A Principled Approach to Benchmarking in Studies of Racial Discrimination

“… the instability of benchmarking results stems from the absence of a causal foundation”
causal inference
fairness
policing
measurement
proxies

Kai R. D. Cooper, Gregory Lanzalotto, Haosen Ge, Jacob Kaplan, Scott Desposato, Dean Knox, and Jonathan Mummolo. In preparation. “A Principled Approach to Benchmarking in Studies of Racial Discrimination in Traffic Enforcement.”

Authors
Affiliations

Kai Cooper

The Wharton School, University of Pennsylvania

Gregory Lanzalotto

The Wharton School, University of Pennsylvania

Haosen Ge

The Wharton School, University of Pennsylvania

Jacob Kaplan

School of Public and Internaional Affairs, Princeton University

Scott Desposato

Department of Political Science, UC San Diego

Dean Knox

The Wharton School, University of Pennsylvania

Jonathan Mummolo

School of Public and Internaional Affairs, Princeton University

Abstract

Racial bias in policing is well documented. Traffic stops represent the most common type of encounter in which civilians interact with police, which makes this an important setting for investigation of police behavior. Evidence-based debates in this area frequently rely on case-specific benchmarks to evaluate the racial distribution of police stops. Often, benchmarks such as per-capita demographics or not-at-fault drivers in vehicle collisions are used.
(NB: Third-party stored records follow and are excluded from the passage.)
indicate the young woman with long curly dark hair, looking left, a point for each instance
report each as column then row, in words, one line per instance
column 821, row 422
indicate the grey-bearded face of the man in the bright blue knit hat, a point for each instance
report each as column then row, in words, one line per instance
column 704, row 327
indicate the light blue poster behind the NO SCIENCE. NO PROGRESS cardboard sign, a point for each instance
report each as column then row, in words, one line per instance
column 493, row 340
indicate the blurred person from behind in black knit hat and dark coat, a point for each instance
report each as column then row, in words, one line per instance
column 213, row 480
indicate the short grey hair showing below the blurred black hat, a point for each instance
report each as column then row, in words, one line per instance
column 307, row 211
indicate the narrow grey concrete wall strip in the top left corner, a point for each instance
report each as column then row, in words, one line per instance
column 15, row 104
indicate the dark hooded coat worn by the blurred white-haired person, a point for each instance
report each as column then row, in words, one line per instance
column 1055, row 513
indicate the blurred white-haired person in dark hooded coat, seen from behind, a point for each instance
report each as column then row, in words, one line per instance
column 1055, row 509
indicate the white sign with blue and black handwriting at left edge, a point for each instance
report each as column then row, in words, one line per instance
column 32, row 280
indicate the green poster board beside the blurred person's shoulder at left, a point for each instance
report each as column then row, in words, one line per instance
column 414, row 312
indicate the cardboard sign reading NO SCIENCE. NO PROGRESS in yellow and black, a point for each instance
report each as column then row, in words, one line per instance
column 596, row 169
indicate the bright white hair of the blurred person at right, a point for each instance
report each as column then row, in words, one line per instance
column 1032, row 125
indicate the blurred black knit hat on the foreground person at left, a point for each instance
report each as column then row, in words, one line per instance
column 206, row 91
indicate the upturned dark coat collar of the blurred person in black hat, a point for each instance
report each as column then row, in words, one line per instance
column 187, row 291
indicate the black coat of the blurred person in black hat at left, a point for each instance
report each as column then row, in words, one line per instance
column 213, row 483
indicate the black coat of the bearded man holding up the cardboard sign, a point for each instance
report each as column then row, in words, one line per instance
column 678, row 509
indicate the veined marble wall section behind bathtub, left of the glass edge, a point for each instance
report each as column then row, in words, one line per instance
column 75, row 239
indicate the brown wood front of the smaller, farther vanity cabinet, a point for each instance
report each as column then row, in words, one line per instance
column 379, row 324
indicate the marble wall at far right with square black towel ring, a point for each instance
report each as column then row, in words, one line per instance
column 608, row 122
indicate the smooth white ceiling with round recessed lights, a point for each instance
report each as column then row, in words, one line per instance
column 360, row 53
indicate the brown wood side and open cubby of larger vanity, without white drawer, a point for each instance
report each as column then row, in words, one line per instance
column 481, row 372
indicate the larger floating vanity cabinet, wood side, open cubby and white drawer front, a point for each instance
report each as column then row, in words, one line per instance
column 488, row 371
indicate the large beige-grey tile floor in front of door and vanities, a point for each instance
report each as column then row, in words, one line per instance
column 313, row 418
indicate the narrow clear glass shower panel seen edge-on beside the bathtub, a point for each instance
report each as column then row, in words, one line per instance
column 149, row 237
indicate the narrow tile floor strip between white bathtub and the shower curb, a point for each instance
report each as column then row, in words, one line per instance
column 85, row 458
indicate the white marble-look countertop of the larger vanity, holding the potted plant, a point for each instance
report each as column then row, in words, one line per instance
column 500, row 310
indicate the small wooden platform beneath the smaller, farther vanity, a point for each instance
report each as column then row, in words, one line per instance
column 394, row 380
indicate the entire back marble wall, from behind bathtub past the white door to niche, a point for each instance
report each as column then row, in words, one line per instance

However, these measures only approximate the intended comparison because they fail to (i) precisely define the causal contrast, (ii) accurately describe the nature of drivers visible to officers, (iii) explain disparities due to potentially biased selection decisions by officers. In this work we formally define racial bias as a violation of an individual fairness criterion: officer decision-making should be ignorant of race conditional on the behavior of the civilian, i.e. whether or not they are driving dangerously. This latter, however, is unmeasurable. To address this issue, we build on the growing proximal causal inference literature to make use of cameras, crashes and checkpoints as negative outcome controls for identification, under certain assumptions which may be probed via a sensitivity analysis. We will extend the method’s viability to a host of imperfect data settings which plague policing, e.g. when race is mismeasured or unavailable. We finish with applications of the approach to a variety of U.S. police jurisdictions.